A Google search for the term “Webhosting Providers” yields 1.3 million results. In this highly saturated market, organizations have tens of thousands of alternatives to choose from. Most hosting providers focus on inexpensive infrastructure with limited support. As CEO of Edgewebhosting Inc., Vlad Friedman has found a better recipe for success: building a company focused on helping others succeed by allowing them to leverage his people and their experiences to deliver secure, highly reliable hosting solutions.
Routing decisions are made millions of times a second every time a user browses a website. It is how websites like Facebook, Google, and Edge customers are able to service so many people at once so quickly.
To avoid hiccups, Edge offers 2N, or mission-critical cluster hosting. In cluster hosting there is more than one of every element and component that keep a website going, with each often kept in several geographies.
How is your company different from others out there?

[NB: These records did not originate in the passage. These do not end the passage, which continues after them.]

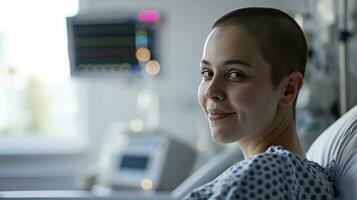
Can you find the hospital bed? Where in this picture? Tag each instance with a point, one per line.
(338, 142)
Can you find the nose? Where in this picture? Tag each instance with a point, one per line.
(215, 91)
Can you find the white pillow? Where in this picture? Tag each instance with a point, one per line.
(339, 143)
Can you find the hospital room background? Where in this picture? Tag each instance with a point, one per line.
(126, 117)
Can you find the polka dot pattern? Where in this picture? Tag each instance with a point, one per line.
(275, 174)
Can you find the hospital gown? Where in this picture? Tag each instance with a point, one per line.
(275, 174)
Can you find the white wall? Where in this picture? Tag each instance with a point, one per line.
(185, 27)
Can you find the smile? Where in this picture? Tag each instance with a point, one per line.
(219, 116)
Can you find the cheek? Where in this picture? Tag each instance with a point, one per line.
(254, 100)
(201, 94)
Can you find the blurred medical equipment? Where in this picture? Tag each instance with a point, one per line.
(339, 143)
(108, 43)
(147, 160)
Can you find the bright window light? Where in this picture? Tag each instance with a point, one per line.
(37, 96)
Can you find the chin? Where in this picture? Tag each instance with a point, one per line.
(224, 138)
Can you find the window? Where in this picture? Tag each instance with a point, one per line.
(38, 100)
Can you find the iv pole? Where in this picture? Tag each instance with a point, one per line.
(343, 56)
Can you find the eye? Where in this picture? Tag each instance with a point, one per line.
(236, 76)
(207, 74)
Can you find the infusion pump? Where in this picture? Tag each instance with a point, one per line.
(145, 161)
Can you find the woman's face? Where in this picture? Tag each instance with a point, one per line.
(236, 91)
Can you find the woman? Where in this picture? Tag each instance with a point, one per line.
(252, 66)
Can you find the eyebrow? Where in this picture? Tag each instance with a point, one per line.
(229, 62)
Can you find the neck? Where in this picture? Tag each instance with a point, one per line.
(281, 132)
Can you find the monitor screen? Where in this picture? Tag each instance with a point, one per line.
(101, 44)
(135, 162)
(107, 43)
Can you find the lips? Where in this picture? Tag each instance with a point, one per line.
(215, 115)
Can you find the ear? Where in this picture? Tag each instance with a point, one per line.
(290, 88)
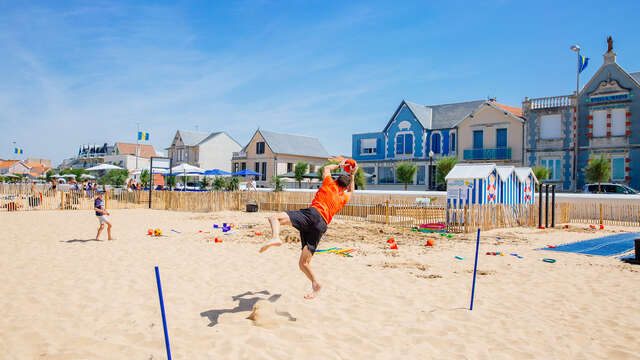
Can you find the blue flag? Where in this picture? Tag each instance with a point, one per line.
(582, 63)
(143, 135)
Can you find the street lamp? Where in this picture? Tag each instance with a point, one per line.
(430, 170)
(576, 48)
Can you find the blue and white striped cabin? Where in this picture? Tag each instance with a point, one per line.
(526, 185)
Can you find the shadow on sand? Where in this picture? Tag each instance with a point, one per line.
(79, 240)
(245, 303)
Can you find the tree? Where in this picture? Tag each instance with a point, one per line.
(219, 183)
(204, 183)
(541, 173)
(443, 167)
(405, 172)
(115, 177)
(360, 180)
(598, 170)
(144, 178)
(171, 181)
(300, 170)
(233, 184)
(277, 183)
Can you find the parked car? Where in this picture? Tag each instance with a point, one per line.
(608, 188)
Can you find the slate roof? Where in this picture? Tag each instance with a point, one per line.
(192, 138)
(294, 144)
(448, 115)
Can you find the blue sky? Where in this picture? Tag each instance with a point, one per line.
(88, 71)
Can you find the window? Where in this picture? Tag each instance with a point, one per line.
(368, 146)
(400, 144)
(404, 144)
(501, 138)
(370, 171)
(260, 147)
(421, 174)
(617, 168)
(599, 123)
(553, 166)
(478, 139)
(435, 143)
(550, 127)
(618, 122)
(386, 174)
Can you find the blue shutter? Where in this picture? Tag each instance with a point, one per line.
(399, 144)
(408, 144)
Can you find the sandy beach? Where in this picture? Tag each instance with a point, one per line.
(66, 296)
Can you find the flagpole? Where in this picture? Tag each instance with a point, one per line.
(576, 48)
(137, 144)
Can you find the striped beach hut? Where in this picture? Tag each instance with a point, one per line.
(508, 187)
(473, 184)
(526, 186)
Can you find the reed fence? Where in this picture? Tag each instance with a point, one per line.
(384, 209)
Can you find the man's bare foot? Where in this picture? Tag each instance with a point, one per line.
(316, 290)
(272, 242)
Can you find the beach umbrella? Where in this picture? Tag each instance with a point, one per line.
(216, 172)
(104, 167)
(245, 172)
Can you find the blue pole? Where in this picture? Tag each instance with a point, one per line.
(164, 319)
(475, 268)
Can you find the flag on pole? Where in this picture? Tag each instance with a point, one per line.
(582, 63)
(143, 135)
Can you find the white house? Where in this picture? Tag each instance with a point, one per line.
(204, 150)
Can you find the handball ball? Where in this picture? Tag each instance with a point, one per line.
(349, 165)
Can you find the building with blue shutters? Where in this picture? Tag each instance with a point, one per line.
(606, 123)
(473, 131)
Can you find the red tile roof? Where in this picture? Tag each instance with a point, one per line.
(146, 151)
(512, 109)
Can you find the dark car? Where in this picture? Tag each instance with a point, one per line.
(608, 188)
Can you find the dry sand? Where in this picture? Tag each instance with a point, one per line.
(65, 296)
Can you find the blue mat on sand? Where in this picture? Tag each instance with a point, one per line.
(604, 246)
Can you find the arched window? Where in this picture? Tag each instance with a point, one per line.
(435, 143)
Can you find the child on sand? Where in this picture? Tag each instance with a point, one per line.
(103, 215)
(312, 222)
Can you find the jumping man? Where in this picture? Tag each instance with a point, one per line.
(312, 222)
(103, 216)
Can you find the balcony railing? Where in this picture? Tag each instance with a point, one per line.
(549, 102)
(488, 154)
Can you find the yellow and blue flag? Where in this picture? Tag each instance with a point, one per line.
(582, 63)
(143, 135)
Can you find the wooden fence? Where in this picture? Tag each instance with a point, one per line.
(385, 209)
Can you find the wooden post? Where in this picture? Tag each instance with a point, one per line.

Vlad Friedman: Many companies sell web hosting for small websites on a server with 1000 other companies, making a traffic jam likely, or a cloud computing infrastructure that you manage on your own. But when your website is really important to your business and needs to stay online and secure 24-7, it takes a unique blend of people, experience, and technology to design, implement, monitor, secure, backup, patch, and operate. That’s what Edge does. We’re here to help you “stay up and sleep more.”
How does your philosophy change what you do?
Friedman: Our principles of service clearly define the why, how, and what we do. Clear expectations, no-surprises pricing, and extraordinary customer service are the norm, not the exception. Every minute of downtime represents millions of dollars lost, and we deliver on our 100-percent-uptime promise by focusing the right things.
What’s most important in doing that well?
Friedman: Everyone’s heard the old saying “Wisdom comes from experience; experience comes from learning from your mistakes.” Our principles of service and configurations are built on 15 years of real-world experience in the trenches. Solutions aren’t about what’s cool, they’re about what works.
You have potential clients request a quote. Why?
Friedman: A gigabyte of ram or storage on a server are all the same no matter where you buy them. I believe there is nothing more important than taking the time to listen to each customer, helping them clarify and prioritize what is important, and delivering a solution that balances needs, risk mitigation, and budget. Without that, we’d be selling a commodity just like everyone else.
What do you consider your biggest accomplishment?
Friedman: Impacting the world around us. From health-insurance to blood-donation systems; nonprofits to financial aid; political parties to education to retail; and hospitality to the small mom-and-pop shop around the block selling their goods online. Chances are we’ve touched your life in several ways today. We had fun in a management meeting one day when we calculated that we touch almost the entire population of the US approximately every 20 days. How many people can say that about their job?
What are some of Edge’s latest developments?
Friedman: We’ve launched a revolutionary cloud-hosting platform and removed the barriers between the physical and virtual worlds. We’re stopping 15 million hacker attacks daily against our customers. And we are continuing to create new jobs and expand our infrastructure to keep up with demand—all while maintaining a Net Promoter score of 70 (on par with Apple) and extraordinary growth rates.
What’s next? What are some goals for the next 12 months?
Friedman: We’re opening our third major data center, expanding our staff by 35 percent, and are on track to continue our strategic growth plan to double the size of the company every three years.
What have you found most surprising about working in this field?
Friedman: The smallness of it. While there are over 10,000 hosting companies, only a handful of companies have been able to conquer the challenges of people, scale, and process around managed hosting.